Activism is beneficial, but it might not be immediate
Jan 8, 2011

Activism is beneficial, but it might not be immediate

A commonly held criticism about activism is that it is simply not effective. The inconvenience of the protests (such as gas lines from recent French protests over raising the age of retirement benefits which temporarily shut down several refineries) are experienced immediately. However, the benefits are not seen immediately seen (the age was raised regardless) and hence it is quite natural that people dislike activism and that it is commonly disparaged as a rather fringe thing to do in society.


What the key point to note is that just because the benefits - unlike the disruption costs - are not immediate, they are still very real. Indeed, it is quite rare that activism ever does yield an immediate result yet so many of the biggest movements of social change in our society from black to women's to gay rights were the result of decades longs social movements and activism. Activism works at the level of changing the public consciousness, of developing movements, of changing the priorities of the people and of the elites. So we need to think on a longer timescale.

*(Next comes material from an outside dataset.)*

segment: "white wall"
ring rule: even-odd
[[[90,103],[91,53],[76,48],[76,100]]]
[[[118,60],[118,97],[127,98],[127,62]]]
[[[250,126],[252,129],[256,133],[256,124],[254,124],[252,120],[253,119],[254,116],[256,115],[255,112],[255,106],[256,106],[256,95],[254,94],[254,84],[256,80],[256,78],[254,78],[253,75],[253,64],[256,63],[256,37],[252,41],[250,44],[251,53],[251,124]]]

Strategically, protests are largely deterrents. It is showing that there will be consequences of political actions (or inactions) in the form of protesting and similar activities. It is the constant threat that a protest will be politically damaging to a politician or economically damaging to a company from the changing social consciousness that protests bring that prevents these elite from engaging in unpopular actions. A politician could never enact a sufficiently extreme policy if they knew career ending protests would erupt. It is thus not the current activity that is being protested against that the real value from protests come from, it is the deterrent from future actions.

In order for the deterrent, for the threat of protests, to remain valid and effective, it must be utilized. By protesting at one environmentally damaging mining site we may not be able to prevent the mine from continuing, but we may provide a disincentive for other mine sites developing in an extremely damaging place. Over time, the aggregate actions do add up to genuine disincentives that move the goal posts of political and corporate actions in our society.

It is in this sense that one should never consider a protest a failure or a waste of time simply because it doesn't accomplish an immediate change. It is making a change - however small - in the social consciousness and in the perceived disincentives for future actions. Even if protesting the Vietnam war in the early years didn't prevent the war, it did help to build an enormous anti-war movement that undoubtably had significant influence in our society not just at finally ending Vietnam but also in the scale of future or concurrent wars and the way they were conducted.